Hamburgo, 1811 (descontinuado em 1815)

Bremen, 1811

Reino da Hannover (na realidade só algumas partes do dito reino), 1811 (descontinuado em 1815)

Hesse-Kassel, 1811 (descontinuado em 1815)

Lübeck, 1811 (descontinuado em 1815)

Oldemburgo, 1811 (descontinuado em 1815)

Como pode ser visto, o registro civil foi uma imposição estrangeira que nem sempre era bem vinda e em vários estados foi descontinuada.

No Ducado de Anhalt, o registro civil começa em 1850. Em Hamburgo, é restaurado em 1866. Na Prússia, o registro civil começa em outubro de 1874 e no resto dos reinos alemães, em janeiro de 1876.

Na lacuna do registro civil (e antes dele existir), devemos procurar registros religiosos.

Sabendo a vila de origem, é necessário primeiro saber qual era o ofício de registro civil responsável. Um dos sites que podemos ver isso é o MeyerGaz.

Sabendo qual o ofício de registro civil responsável, podemos saber como procurar os registros. Eles geralmente ficam no registro civil local.

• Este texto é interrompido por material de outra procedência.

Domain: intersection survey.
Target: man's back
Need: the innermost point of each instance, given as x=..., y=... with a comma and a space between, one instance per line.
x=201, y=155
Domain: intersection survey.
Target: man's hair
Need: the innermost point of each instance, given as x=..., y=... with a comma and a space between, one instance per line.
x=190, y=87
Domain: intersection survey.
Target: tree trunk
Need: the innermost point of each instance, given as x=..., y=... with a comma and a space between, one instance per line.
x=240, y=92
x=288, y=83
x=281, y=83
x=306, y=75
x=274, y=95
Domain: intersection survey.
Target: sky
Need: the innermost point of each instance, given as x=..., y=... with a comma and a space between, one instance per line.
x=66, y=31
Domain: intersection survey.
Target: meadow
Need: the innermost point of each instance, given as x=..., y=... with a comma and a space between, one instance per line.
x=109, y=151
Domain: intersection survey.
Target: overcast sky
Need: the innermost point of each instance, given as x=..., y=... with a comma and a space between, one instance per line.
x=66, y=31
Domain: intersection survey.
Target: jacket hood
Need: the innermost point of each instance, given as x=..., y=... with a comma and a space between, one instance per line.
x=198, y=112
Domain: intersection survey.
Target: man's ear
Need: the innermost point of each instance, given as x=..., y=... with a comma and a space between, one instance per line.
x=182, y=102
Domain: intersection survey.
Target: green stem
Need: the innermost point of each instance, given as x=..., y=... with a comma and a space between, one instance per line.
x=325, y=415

Os registros de nascimento feitos até 110 anos, casamento até 80 anos e óbito até 30 anos, não são públicos no sentido mais estrito da palavra por causa de leis de privacidade e só podem ser solicitado no Standesamt municipal. Caso alguma cidade que tinha registro civil próprio for hoje “distrito” de algum município, temos que contatar a sede municipal.

Para registros mais antigos, devemos procurar o Statdarchiv local. Em alguns casos, o registro estará no Staatsarchiv regional. Para descobrir, basta perguntar – geralmente os órgãos respondem e-mails.

REGISTRO RELIGIOSO

A pesquisa por registros religiosos é mais complicada.

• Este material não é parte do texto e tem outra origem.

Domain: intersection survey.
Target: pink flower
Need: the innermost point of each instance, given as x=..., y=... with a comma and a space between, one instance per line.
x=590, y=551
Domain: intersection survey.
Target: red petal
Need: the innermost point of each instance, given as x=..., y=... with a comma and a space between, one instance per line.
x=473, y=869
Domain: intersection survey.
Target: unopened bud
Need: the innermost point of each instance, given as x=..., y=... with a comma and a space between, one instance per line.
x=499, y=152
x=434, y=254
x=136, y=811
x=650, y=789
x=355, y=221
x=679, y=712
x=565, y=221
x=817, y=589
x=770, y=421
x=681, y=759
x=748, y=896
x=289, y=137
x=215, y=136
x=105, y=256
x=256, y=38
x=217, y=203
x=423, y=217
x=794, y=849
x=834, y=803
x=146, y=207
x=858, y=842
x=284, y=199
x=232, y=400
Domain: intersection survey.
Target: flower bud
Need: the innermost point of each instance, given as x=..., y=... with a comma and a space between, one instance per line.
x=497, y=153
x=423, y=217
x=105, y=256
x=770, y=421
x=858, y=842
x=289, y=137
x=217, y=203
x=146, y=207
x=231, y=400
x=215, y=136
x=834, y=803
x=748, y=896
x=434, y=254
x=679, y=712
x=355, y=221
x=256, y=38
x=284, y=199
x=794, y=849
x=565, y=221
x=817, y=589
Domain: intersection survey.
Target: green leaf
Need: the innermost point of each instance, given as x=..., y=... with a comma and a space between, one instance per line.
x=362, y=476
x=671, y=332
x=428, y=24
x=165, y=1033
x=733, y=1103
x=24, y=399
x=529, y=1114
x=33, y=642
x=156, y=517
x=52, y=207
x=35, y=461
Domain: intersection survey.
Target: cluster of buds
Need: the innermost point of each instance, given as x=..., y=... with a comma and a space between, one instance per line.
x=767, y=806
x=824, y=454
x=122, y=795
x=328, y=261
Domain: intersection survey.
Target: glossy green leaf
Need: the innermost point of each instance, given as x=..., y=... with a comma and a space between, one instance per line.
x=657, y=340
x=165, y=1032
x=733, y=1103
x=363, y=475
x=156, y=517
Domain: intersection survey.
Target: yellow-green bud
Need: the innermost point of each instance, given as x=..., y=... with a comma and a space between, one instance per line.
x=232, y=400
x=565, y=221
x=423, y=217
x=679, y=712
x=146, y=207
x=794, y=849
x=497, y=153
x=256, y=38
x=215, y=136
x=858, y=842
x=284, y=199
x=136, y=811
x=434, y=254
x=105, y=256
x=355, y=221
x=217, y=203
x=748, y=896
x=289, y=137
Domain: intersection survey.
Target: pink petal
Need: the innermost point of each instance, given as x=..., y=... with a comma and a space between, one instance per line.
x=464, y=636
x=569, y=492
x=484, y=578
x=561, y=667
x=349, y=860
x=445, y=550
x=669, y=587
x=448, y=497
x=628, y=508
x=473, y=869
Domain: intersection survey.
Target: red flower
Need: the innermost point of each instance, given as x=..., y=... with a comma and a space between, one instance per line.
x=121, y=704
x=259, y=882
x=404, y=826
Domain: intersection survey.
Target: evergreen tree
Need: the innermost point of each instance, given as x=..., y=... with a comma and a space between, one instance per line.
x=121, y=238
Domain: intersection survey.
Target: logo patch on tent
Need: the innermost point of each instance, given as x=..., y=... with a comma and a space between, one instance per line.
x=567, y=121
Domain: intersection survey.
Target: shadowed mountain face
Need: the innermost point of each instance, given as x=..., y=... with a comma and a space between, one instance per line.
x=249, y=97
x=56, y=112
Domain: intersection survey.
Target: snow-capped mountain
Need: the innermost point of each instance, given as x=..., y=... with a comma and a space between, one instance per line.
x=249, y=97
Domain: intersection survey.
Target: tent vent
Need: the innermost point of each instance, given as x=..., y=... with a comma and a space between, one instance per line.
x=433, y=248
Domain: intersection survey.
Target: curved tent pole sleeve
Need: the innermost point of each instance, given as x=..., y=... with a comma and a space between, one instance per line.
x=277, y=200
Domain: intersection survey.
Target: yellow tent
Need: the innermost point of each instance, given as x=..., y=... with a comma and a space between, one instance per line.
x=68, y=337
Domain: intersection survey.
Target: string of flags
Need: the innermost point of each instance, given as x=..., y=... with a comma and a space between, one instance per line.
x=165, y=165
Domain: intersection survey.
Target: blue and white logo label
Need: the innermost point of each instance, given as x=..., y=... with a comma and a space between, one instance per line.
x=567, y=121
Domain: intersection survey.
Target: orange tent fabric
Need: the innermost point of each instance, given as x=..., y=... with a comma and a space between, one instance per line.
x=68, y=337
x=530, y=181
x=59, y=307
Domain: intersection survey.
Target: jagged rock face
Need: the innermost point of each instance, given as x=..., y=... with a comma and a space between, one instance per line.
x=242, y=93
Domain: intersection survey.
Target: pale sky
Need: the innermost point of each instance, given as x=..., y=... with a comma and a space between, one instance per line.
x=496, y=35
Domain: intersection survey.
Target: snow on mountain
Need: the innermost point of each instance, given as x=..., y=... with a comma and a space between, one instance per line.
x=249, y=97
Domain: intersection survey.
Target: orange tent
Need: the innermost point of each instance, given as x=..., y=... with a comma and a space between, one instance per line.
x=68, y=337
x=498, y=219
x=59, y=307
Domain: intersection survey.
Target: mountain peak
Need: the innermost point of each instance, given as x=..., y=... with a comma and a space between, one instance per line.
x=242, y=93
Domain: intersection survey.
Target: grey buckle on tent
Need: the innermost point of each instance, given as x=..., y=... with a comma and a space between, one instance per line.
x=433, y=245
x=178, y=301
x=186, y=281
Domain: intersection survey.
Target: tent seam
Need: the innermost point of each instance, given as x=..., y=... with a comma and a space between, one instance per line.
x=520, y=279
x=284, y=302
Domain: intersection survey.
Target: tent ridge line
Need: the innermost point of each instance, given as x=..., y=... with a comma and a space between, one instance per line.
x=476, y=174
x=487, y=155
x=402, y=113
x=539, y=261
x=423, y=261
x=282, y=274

Primeiro, é necessário saber que várias vezes, em especial do século XIX em diante, eram feitas cópias dos livros de registro religioso, e essas cópias, quando eram feitas por ordem de autoridades civis, estarão geralmente em arquivos públicos (embora muitas autoridades fossem contra o registro civil, eles o viam como uma ferramenta útil e criaram sistema de duplo registro). Quando eram feitas por ordem de autoridades eclesiásticas, estarão geralmente em arquivos diocesanos.

O segundo ponto, é que há, obviamente, a necessidade de saber qual religião as pessoas praticavam. Não apenas se eram cristãs: mas se eram católicas ou protestantes, e caso protestantes, pode ser necessário saber qual ramo (luteranos ou calvinistas geralmente, embora haja outras minorias) do Protestantismo seguiam.

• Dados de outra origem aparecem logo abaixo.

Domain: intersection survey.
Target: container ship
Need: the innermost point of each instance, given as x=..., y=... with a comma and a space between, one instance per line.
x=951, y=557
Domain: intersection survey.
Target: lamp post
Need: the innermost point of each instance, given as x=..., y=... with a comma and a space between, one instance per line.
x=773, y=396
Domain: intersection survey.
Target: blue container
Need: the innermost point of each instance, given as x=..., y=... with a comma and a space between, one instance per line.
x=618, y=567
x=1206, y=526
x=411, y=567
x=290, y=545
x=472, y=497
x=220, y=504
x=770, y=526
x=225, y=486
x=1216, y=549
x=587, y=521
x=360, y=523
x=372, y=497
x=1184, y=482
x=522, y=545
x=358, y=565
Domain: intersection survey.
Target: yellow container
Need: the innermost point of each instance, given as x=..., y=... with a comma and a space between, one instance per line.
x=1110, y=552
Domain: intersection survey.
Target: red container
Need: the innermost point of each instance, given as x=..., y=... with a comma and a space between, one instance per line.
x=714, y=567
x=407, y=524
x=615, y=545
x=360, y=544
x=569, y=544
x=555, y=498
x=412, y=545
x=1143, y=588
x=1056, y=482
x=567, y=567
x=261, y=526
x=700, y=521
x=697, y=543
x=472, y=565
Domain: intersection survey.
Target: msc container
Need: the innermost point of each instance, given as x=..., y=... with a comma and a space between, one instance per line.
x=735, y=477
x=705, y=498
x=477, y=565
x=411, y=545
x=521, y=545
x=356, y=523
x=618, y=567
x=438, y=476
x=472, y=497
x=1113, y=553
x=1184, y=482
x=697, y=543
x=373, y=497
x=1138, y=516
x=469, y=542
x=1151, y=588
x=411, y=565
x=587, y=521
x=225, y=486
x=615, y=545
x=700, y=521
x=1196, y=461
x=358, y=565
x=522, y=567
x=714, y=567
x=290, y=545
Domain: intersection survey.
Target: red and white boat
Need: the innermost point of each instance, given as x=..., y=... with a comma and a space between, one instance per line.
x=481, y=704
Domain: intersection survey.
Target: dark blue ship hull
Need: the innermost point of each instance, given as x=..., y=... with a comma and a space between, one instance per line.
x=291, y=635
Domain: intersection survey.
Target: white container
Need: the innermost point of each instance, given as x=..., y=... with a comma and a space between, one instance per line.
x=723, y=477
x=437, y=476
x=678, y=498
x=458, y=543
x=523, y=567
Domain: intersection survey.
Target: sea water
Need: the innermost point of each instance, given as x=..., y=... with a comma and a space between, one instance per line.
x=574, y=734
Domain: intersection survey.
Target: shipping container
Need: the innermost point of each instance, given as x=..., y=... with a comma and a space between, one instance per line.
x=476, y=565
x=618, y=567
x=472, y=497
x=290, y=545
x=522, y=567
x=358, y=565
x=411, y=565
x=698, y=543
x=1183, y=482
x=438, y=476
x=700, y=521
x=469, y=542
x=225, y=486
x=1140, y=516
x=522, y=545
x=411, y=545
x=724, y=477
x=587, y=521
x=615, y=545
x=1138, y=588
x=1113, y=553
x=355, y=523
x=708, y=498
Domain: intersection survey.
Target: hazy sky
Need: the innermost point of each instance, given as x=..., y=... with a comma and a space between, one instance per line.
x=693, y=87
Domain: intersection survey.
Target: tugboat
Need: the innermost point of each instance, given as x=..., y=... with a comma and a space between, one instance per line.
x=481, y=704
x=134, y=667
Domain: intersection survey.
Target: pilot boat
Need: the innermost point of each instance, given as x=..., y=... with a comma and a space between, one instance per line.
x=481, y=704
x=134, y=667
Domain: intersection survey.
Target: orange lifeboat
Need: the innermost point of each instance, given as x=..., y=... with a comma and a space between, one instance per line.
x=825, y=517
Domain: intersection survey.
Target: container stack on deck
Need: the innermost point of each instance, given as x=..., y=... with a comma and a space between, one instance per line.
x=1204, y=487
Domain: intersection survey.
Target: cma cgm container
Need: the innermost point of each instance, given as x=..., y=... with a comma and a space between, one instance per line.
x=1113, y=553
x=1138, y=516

Fora as duplicatas, existem geralmente duas fontes de arquivos religiosos: paróquias e arquivos diocesanos. Em vários casos, há no site do arquivo diocesano (ou em outras fontes, basta pesquisar, as vezes é possível internet inventários de certas dioceses ou coisa parecidas, como este em Hesse) um inventário dos arquivos disponíveis. Quando não estiver lá, é ideal contatar a paróquia (também convém contatar o arquivo diocesano para saber do paradeiro dos registros, geralmente vão saber), que geralmente costuma ser mais difícil de contato que os arquivos diocesanos.

O serviço de emissão de certidões por arquivos diocesanos costuma ser pago, também geralmente cobrando por hora de pesquisa. No site do arquivo geralmente terá uma tabela de preços e condições de pesquisa. Muitos arquivos alemães nem começam a pesquisa que você pediu sem você concordar antes com as taxas!

Em alguns casos de minorias religiosas, pode ser que elas estejam registradas apenas no livro-cópia e não no original, afinal essas cópias eram um proto-registro civil. Por exemplo, nos registros evangélicos de Dornum, na Baixa Saxônia, sob guarda do Niedersächsischen Staatsarchiv, contém registros de óbito de 1847-48 de judeus. Não judeus conversos, mas judeus que praticava o judaísmo e tinham livros de registro próprios.

Livro de registro de óbitos judaicos de 1848 em Roggenstede

Em outros casos, não havia minoria religiosa porque valia o cujus regio eius religio, o princípio que a religião da terra era a religião do rei.

Uma ferramenta muito útil nesse sentido é o FamilySearch!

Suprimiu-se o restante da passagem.